What We're Looking For
Must-Have
- 5+ years building production ML systems, with at least 2 years focused on LLM / conversational AI.
- Deep familiarity with RAG systems — not just wiring them up, but diagnosing retrieval failures, tuning hybrid retrievers, and knowing when not to use RAG.
- Hands-on experience with LangGraph, DSPy, or equivalent LLM orchestration frameworks.
- Strong grasp of vector databases (Qdrant, pgvector, or similar) at non-trivial scale.
- Production experience with a major cloud ML platform (SageMaker preferred; Bedrock, Vertex AI, Azure ML acceptable).
- Solid foundation in classical ML: embedding models, clustering, contrastive learning, evaluation methodology.
- Ability to write LLDs that a senior backend engineer can review and build against.
- Python, Fast API
Strong Signals
- You can articulate when an LLM is the wrong tool — e.g., why reaching for RAG on a classification problem is a smell.
- You have shipped multi-tenant ML at SMB scale.

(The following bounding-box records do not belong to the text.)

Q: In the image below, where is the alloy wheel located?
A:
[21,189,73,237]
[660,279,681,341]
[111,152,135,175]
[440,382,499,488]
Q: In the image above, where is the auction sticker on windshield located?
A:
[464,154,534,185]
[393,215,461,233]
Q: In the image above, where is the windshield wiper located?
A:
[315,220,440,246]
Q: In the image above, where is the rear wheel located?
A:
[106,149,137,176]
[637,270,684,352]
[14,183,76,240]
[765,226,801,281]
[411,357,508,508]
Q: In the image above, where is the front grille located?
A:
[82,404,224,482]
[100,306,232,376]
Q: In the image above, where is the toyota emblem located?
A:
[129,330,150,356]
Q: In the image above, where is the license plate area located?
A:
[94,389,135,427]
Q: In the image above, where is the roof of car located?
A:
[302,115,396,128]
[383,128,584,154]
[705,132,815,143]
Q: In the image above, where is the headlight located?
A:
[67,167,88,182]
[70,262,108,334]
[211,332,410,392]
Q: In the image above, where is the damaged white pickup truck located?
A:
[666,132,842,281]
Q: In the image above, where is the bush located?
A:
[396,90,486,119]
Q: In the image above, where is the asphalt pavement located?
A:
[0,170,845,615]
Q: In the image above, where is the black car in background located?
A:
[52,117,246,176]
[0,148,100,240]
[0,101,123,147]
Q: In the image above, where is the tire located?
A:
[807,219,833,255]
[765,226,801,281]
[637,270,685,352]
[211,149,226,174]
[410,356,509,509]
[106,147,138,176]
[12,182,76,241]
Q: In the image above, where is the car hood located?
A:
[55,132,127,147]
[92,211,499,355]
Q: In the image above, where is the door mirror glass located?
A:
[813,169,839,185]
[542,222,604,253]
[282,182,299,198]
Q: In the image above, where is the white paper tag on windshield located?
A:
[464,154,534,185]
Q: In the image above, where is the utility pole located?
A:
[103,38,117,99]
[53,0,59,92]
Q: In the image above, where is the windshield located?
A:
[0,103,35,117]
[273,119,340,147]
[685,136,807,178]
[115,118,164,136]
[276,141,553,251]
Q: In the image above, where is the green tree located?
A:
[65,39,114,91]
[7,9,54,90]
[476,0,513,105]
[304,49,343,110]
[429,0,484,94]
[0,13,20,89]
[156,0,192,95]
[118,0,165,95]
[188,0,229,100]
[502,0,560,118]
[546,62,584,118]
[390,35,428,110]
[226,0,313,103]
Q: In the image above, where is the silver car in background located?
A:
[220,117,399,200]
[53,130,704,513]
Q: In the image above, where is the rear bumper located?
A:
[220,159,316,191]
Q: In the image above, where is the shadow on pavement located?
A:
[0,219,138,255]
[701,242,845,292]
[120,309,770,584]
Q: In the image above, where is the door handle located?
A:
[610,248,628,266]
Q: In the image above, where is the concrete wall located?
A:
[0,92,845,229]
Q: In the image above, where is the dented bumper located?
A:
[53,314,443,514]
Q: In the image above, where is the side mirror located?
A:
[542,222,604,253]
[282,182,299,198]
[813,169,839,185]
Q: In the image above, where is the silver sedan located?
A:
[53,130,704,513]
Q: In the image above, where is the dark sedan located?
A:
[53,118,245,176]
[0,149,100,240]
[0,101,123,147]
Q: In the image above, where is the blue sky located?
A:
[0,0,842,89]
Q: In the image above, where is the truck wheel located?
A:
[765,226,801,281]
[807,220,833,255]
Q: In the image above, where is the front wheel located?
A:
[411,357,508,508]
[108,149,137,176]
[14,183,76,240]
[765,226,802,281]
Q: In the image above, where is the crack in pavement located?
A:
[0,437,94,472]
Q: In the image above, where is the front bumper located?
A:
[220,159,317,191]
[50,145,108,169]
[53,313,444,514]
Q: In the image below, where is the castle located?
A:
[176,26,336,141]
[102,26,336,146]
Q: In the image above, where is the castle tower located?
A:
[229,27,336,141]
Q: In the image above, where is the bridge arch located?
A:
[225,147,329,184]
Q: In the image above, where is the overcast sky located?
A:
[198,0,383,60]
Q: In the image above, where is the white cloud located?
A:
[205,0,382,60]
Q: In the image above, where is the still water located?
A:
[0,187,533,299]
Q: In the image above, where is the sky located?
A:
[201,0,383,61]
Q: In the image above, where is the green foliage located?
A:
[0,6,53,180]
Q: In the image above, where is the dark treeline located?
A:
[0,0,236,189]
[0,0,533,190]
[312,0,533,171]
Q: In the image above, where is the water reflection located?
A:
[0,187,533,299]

Cost per tenant matters to you, not just model accuracy.
- You have tuned MuRIL, IndicBERT, or similar Indic-language models in production.
- Experience with behavioral / sequence modeling for user journeys.
- Full-stack comfort — you can argue about MongoDB vs ClickHouse partitioning, not just model architecture.
Nice-to-Have
- WhatsApp Business API / CPaaS background.
- Contributions to open-source ML tooling.
- Published work on retrieval, conversational AI, or behavioral ML.
How We Evaluate
We value first-principles thinking over pattern-matching. In our interview loop:
- Take-home submissions with runtime crashes are disqualifying. We expect what you submit to run.
- Proposing a generic solution (add RAG, throw an LLM at it) to a problem that does not need it is a signal we read carefully.
- We want engineers who decompose a problem, pick the lightest tool that solves it, and can defend that choice under scrutiny.